US colleges feel overlooked in nation’s huge economic bailout

Alarmed by losses, main institutional group eases previous opposition to reopening

March 30, 2020
Source: Getty

US colleges scored just $14 billion (£11 billion) from a multitrillion-dollar economic rescue measure approved by Congress − and quickly warned of dire budgetary pressures and a possible easing in their opposition to reopening.

The $2.2 trillion bill, meant primarily to boost unemployment benefits, hard-hit industries and healthcare providers nationwide, offers more than $6 billion in student aid and about $7.5 billion for institutions.

That institutional aid is less than the $8 billion that colleges and universities are already spending just to refund room and board charges for the current academic year, according to the American Council on Education, the main US higher education lobby group.

“It’s nowhere near the resources needed,” said Terry Hartle, senior vice-president for government and public affairs at the council, which has estimated sector-wide losses of $50 billion even if classes resume in the autumn.

Public institutions are especially concerned, the Association of Public and Land-grant Universities said, because state entities remain excluded from tax credits for paid employee leave that the private sector was given in the previous relief bill.

Early signs of trouble are already popping up. The San Francisco Art Institute, long struggling to survive in a difficult field, has announced it will close after 150 years and numerous renowned graduates.

Quinnipiac University and LIU Post, the largest campus of the private Long Island University, have begun layoffs. Central Washington University, a public college, has declared financial exigency, meaning it is likely to lay people off as well.

More than a week ago, Dr Hartle said the most valuable action the federal government could take − even more urgent than financial aid − would be an all-out assault on the spread of Covid-19.

The government’s commitment to that remains in doubt, however, as the US has taken the global lead in confirmed Covid-19 infections and President Trump has expressed an eagerness to end the economically punishing “social distancing” behaviours pursued by governors across the country.

A few US colleges, mostly those serving conservative communities, are considering testing those boundaries, said Jo Ellen Parker, a former president of Sweet Briar College now serving as vice-president for communications at the Council of Independent Colleges.
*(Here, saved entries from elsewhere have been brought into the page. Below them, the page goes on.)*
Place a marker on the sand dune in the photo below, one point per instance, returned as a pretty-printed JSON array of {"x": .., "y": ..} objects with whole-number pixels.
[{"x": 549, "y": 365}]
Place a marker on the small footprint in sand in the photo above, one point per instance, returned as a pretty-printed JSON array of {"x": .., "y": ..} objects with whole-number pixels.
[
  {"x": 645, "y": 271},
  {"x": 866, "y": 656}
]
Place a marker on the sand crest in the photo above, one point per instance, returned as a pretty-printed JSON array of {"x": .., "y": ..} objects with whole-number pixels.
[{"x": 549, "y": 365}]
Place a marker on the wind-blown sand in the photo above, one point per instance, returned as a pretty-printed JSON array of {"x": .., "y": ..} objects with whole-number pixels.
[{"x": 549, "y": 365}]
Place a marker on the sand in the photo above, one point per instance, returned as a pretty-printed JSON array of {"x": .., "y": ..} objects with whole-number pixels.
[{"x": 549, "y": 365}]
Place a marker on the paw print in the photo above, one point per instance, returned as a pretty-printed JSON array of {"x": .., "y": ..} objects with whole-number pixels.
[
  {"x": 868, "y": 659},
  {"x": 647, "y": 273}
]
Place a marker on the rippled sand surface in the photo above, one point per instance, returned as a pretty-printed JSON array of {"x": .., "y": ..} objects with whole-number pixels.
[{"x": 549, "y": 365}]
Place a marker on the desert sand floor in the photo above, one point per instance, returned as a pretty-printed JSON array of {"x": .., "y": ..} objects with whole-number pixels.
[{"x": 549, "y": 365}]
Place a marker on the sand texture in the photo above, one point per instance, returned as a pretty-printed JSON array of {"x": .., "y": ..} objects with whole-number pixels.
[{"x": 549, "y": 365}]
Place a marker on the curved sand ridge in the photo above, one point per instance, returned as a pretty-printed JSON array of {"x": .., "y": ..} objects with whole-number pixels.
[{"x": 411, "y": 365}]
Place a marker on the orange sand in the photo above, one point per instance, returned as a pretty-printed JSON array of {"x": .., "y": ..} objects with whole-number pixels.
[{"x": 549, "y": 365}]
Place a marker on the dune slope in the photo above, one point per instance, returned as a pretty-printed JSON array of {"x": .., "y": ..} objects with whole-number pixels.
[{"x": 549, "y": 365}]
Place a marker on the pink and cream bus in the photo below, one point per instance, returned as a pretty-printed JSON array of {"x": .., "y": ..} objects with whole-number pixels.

The most overt is Liberty University, a Christian-focused private institution in Virginia that allowed students back on campus this past week and reported that 1,700 of its 15,000 on-campus students had returned. The state’s Democratic governor criticised the move but did not forbid it.

And desperation across US higher education over cost-benefit calculations may be broader than just Liberty. Dr Hartle signalled that by declining to fault Liberty on behalf of his association, even after his own calls earlier this month for a dedicated government assault on the spread of Covid-19.

“If schools feel they can protect the health and safety of the students, they may well reopen,” Dr Hartle said of Liberty’s move. He noted that US colleges were accused of overreacting when they began closing in early March. “So I think there will always be people who will second-guess any decisions that organisational leaders make in times of great uncertainty,” he said.

The money for colleges in the bailout bill represented a significant improvement over earlier versions, which first included no direct aid to colleges and students before climbing in subsequent legislative drafts to $6 billion and eventually the $14 billion.

Lawmakers crafting the bailout rejected provisions to relieve existing student debt, although the Trump administration has moved separately to block related collection actions and wage garnishments.

And colleges remain hopeful of more aid in yet another relief measure, Dr Hartle said. “Congress in this bill didn’t look very carefully at education,” he said.